- Berber Location in Sudan
- Coordinates: 18°01′50″N 33°59′36″E﻿ / ﻿18.03056°N 33.99333°E
- Country: Sudan
- State: River Nile

Population (1989)
- • Total: 16,650

= Berber, Sudan =

Berber (بربر) is a town in the River Nile state of northern Sudan, 50 km north of Atbara, near the junction of the Atbara River and the Nile.

==Overview==
The town was the starting-point of the old caravan route across the Nubian Desert to the Red Sea at Suakin and flagged in importance after the 1906 completion of a spur of the Sudan Military Railway to Suakin from a junction closer to the Atbara River.

English explorer Samuel Baker passed through Berber on his discovery of Albert Nyanza Lake, in 1861.

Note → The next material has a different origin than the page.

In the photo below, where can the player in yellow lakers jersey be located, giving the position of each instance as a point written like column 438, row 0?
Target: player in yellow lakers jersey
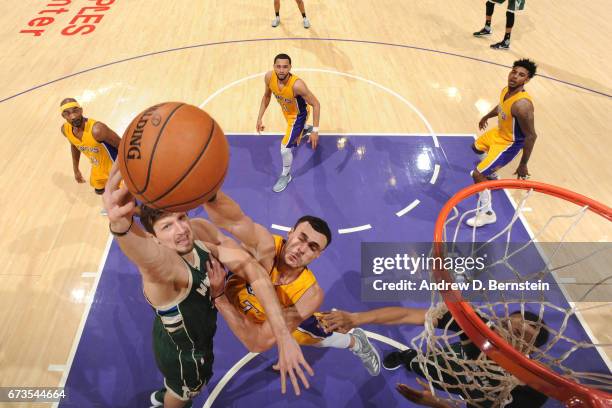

== Artistic interpretation ==
In his December 2023 illustrated essay titled "Between Wakefulness and Dreams in Sudan", Sudanese art curator Rahiem Shadad wrote about the artistic photographic work of photographer Hassan Kamil, who was born and brought up in Berber. According to Shadad, a significant part of Kamil's work is dedicated to exploring the town's neglect, while also highlighting its often overlooked beauty and richness. Shadad interpreted the images in the context of the country's economic and social disparities, displacement by the civil war that started in 2023, and the previous decades of Islamist rule under Omar al-Bashir.